In vivo association of JLP with the upstream kinases. (A) COS7 cells were transiently transfected to express the upstream kinases (GST-tagged MKK4, HA-tagged MEKK3, and MKK3) with or without JLP-S. Cell lysates from the transfected cells were subjected to a pull-down assay using the S-protein agarose (26). The precipitates and lysates were analyzed with the corresponding specific antibodies against the S tag, HA tag, or GST tag. (B) To demonstrate ternary complex formation between JLP, JNK1, and MKK4, COS7 cells were transiently transfected to express HA-JNK1 and GST or GST-tagged MKK4 with or without JLP-S as indicated. Cell lysates from the transfected cells were subjected to pull-down assays using the S-protein agarose or glutathione Sepharose. The precipitates and lysates were analyzed with the corresponding specific antibodies against the HA tag or GST tag.

Fig 5.

Modulation of JNK phosphorylation by JLP. NIH 3T3 cells were transiently transfected with expression plasmids for JNK1-S, FLAG-p38 MAPK, HA-MKK4, and HA-MEKK3 together with JLP-HA WT, its dominant negative mutant containing the deletion of the JNK binding domains (ΔJBD) or an empty vector (V) in the presence or absence of the dominant positive mutant of MEKK1 (ΔMEKK) as indicated.
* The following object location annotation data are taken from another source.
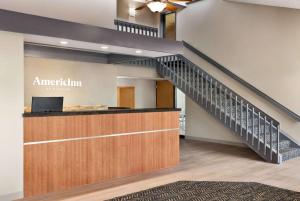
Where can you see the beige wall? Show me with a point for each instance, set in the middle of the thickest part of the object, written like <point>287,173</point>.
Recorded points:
<point>258,43</point>
<point>99,81</point>
<point>203,126</point>
<point>144,16</point>
<point>145,91</point>
<point>11,107</point>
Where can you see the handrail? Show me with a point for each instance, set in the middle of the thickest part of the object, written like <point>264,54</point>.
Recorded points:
<point>229,90</point>
<point>234,111</point>
<point>241,81</point>
<point>181,70</point>
<point>136,28</point>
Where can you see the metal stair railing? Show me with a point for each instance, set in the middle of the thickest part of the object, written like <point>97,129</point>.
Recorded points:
<point>256,129</point>
<point>136,28</point>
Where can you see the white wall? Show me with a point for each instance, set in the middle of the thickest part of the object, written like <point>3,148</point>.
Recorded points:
<point>258,43</point>
<point>180,100</point>
<point>99,81</point>
<point>92,12</point>
<point>145,91</point>
<point>11,107</point>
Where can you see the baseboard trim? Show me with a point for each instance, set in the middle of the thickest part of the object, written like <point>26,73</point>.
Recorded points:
<point>11,196</point>
<point>215,141</point>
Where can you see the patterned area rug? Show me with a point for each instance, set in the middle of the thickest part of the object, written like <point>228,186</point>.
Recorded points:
<point>212,191</point>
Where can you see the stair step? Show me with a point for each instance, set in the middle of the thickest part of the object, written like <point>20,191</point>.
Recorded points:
<point>290,153</point>
<point>225,105</point>
<point>284,144</point>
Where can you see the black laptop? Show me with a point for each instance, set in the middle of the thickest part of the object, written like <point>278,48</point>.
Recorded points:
<point>47,104</point>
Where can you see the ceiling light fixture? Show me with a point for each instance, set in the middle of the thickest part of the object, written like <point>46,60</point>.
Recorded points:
<point>132,12</point>
<point>64,42</point>
<point>156,6</point>
<point>104,47</point>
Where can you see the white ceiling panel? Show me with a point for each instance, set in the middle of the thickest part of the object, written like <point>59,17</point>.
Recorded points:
<point>278,3</point>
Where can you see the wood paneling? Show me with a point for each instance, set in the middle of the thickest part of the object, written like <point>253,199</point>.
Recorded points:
<point>65,127</point>
<point>63,165</point>
<point>57,166</point>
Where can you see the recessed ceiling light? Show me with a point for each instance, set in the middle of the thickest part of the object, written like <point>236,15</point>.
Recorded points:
<point>63,42</point>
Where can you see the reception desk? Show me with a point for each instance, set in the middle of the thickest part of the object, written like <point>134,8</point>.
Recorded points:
<point>71,149</point>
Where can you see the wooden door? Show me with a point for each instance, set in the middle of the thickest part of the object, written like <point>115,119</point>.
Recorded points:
<point>170,26</point>
<point>126,97</point>
<point>165,94</point>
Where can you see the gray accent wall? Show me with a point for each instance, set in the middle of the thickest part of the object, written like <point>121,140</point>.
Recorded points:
<point>30,24</point>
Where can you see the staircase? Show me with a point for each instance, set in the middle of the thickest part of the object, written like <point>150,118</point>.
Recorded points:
<point>256,129</point>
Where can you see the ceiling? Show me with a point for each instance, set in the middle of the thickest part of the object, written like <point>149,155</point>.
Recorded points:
<point>89,47</point>
<point>278,3</point>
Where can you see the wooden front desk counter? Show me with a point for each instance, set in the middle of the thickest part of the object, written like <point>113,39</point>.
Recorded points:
<point>71,149</point>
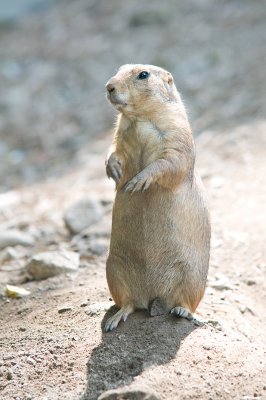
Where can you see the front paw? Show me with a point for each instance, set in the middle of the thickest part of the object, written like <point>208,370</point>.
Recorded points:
<point>114,168</point>
<point>139,183</point>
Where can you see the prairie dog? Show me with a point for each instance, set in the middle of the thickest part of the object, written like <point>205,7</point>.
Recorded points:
<point>160,240</point>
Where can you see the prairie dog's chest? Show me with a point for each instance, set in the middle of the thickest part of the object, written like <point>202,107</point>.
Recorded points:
<point>142,143</point>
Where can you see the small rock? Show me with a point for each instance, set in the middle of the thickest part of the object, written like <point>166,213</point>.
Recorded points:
<point>52,263</point>
<point>13,237</point>
<point>9,376</point>
<point>84,304</point>
<point>156,307</point>
<point>82,214</point>
<point>64,309</point>
<point>98,246</point>
<point>129,394</point>
<point>244,309</point>
<point>221,284</point>
<point>251,282</point>
<point>15,291</point>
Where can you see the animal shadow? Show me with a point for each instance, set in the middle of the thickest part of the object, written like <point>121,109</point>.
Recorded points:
<point>132,347</point>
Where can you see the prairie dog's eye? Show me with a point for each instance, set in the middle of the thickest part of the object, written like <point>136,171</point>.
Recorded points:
<point>143,75</point>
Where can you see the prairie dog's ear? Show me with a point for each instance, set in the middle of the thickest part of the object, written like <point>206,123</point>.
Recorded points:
<point>170,79</point>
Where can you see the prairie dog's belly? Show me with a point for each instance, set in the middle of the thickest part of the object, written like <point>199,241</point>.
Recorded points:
<point>141,146</point>
<point>144,226</point>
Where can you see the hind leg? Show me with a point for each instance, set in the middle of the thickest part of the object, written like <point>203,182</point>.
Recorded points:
<point>122,314</point>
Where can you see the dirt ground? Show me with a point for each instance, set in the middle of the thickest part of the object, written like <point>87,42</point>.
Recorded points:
<point>51,342</point>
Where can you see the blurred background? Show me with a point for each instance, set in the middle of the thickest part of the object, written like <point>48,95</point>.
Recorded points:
<point>56,55</point>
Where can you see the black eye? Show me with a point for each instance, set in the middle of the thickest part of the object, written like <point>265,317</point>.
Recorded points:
<point>143,75</point>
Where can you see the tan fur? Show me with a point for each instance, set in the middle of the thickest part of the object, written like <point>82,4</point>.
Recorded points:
<point>160,227</point>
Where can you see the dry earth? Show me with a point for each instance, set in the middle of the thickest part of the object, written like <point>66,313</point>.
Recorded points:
<point>53,141</point>
<point>52,355</point>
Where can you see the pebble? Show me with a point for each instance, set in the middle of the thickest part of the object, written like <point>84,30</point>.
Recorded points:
<point>9,376</point>
<point>64,309</point>
<point>15,237</point>
<point>15,291</point>
<point>129,394</point>
<point>52,263</point>
<point>221,284</point>
<point>98,246</point>
<point>82,214</point>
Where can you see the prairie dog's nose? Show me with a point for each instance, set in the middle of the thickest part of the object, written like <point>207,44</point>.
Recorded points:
<point>110,87</point>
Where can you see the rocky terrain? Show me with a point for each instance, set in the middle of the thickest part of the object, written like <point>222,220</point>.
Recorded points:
<point>55,201</point>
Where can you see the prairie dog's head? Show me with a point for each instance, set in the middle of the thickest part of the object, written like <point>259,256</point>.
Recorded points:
<point>141,89</point>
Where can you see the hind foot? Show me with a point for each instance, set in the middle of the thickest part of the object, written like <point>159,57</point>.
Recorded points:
<point>182,312</point>
<point>122,314</point>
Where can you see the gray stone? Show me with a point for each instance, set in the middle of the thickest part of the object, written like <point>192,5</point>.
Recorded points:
<point>157,307</point>
<point>14,237</point>
<point>52,263</point>
<point>129,394</point>
<point>98,246</point>
<point>82,214</point>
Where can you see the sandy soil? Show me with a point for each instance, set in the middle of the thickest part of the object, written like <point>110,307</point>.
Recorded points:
<point>52,355</point>
<point>54,134</point>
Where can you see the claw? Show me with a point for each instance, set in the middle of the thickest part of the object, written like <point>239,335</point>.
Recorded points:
<point>122,314</point>
<point>182,312</point>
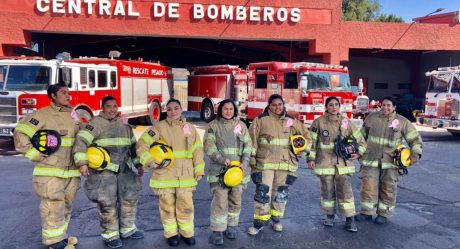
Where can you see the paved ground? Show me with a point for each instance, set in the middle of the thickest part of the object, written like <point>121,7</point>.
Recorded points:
<point>427,215</point>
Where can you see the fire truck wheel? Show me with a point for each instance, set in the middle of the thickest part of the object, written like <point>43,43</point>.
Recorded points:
<point>207,112</point>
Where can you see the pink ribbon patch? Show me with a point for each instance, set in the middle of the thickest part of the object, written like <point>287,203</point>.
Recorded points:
<point>394,124</point>
<point>344,123</point>
<point>237,129</point>
<point>186,129</point>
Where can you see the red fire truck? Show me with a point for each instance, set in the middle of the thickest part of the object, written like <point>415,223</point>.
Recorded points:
<point>140,88</point>
<point>303,85</point>
<point>442,100</point>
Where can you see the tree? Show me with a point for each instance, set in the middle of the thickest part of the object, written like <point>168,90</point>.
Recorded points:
<point>366,10</point>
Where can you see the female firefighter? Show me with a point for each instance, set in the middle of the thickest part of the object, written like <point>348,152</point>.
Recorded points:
<point>278,140</point>
<point>227,142</point>
<point>384,132</point>
<point>336,143</point>
<point>104,151</point>
<point>46,137</point>
<point>173,150</point>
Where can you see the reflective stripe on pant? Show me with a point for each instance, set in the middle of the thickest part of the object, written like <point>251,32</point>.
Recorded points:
<point>176,211</point>
<point>273,179</point>
<point>56,195</point>
<point>116,196</point>
<point>337,187</point>
<point>378,190</point>
<point>225,206</point>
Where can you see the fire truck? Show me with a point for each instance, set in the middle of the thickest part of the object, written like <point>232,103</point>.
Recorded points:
<point>442,100</point>
<point>140,88</point>
<point>303,85</point>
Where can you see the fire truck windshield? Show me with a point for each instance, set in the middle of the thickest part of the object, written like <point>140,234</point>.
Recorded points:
<point>328,81</point>
<point>24,78</point>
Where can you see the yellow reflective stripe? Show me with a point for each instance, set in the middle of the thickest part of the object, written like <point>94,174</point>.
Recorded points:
<point>274,141</point>
<point>327,204</point>
<point>326,146</point>
<point>347,205</point>
<point>199,167</point>
<point>186,226</point>
<point>383,206</point>
<point>187,183</point>
<point>276,213</point>
<point>231,151</point>
<point>147,138</point>
<point>67,142</point>
<point>86,135</point>
<point>264,217</point>
<point>170,227</point>
<point>32,153</point>
<point>80,156</point>
<point>29,131</point>
<point>183,154</point>
<point>367,205</point>
<point>56,232</point>
<point>324,171</point>
<point>346,170</point>
<point>114,141</point>
<point>56,172</point>
<point>219,219</point>
<point>145,157</point>
<point>126,230</point>
<point>108,235</point>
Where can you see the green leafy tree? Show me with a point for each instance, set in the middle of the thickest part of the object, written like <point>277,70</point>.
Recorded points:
<point>366,10</point>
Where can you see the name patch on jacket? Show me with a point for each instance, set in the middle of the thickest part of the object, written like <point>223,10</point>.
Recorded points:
<point>34,121</point>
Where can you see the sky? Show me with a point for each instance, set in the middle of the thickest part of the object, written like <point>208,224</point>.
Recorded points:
<point>408,9</point>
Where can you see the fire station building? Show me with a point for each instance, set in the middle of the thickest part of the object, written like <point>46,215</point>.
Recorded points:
<point>391,58</point>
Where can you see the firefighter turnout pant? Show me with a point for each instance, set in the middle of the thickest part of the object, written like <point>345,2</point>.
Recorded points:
<point>378,190</point>
<point>56,197</point>
<point>225,206</point>
<point>116,196</point>
<point>176,210</point>
<point>271,195</point>
<point>337,187</point>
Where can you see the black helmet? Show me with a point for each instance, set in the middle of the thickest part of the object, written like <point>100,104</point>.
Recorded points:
<point>46,141</point>
<point>344,147</point>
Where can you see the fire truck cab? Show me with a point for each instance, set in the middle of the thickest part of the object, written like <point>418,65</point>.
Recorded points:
<point>140,88</point>
<point>304,87</point>
<point>442,100</point>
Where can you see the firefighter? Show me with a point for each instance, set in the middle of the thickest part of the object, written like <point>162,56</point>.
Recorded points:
<point>174,183</point>
<point>384,131</point>
<point>115,188</point>
<point>335,169</point>
<point>274,162</point>
<point>55,177</point>
<point>226,140</point>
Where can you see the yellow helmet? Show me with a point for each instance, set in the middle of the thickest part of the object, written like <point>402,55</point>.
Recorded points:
<point>98,157</point>
<point>162,154</point>
<point>298,143</point>
<point>232,176</point>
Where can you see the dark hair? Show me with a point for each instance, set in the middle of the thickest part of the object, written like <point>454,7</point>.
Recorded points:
<point>329,99</point>
<point>53,89</point>
<point>273,97</point>
<point>391,99</point>
<point>175,101</point>
<point>221,106</point>
<point>107,98</point>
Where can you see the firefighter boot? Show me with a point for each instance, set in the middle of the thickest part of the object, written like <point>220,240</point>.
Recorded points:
<point>350,224</point>
<point>329,220</point>
<point>231,232</point>
<point>363,217</point>
<point>116,243</point>
<point>380,220</point>
<point>217,238</point>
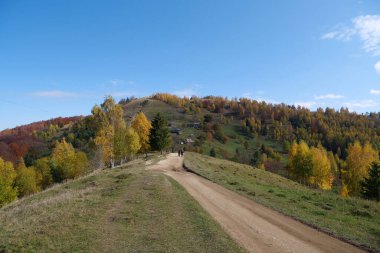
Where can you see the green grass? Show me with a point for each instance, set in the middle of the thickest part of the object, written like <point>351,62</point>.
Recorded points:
<point>352,219</point>
<point>121,210</point>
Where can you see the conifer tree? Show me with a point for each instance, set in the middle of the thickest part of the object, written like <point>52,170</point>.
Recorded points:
<point>359,160</point>
<point>26,180</point>
<point>7,177</point>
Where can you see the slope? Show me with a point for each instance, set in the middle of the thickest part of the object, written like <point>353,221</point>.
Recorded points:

Dominant negative mutant ΔJBD was created by deletion of the amino acids of JLP from 1–107 and 197–209. One day after transfection, cells were lysed and the cell lysates from the transfected cells were subjected to pull-down assays using the S-protein agarose. The precipitates were analyzed with the phospho-specific antibody against JNK1.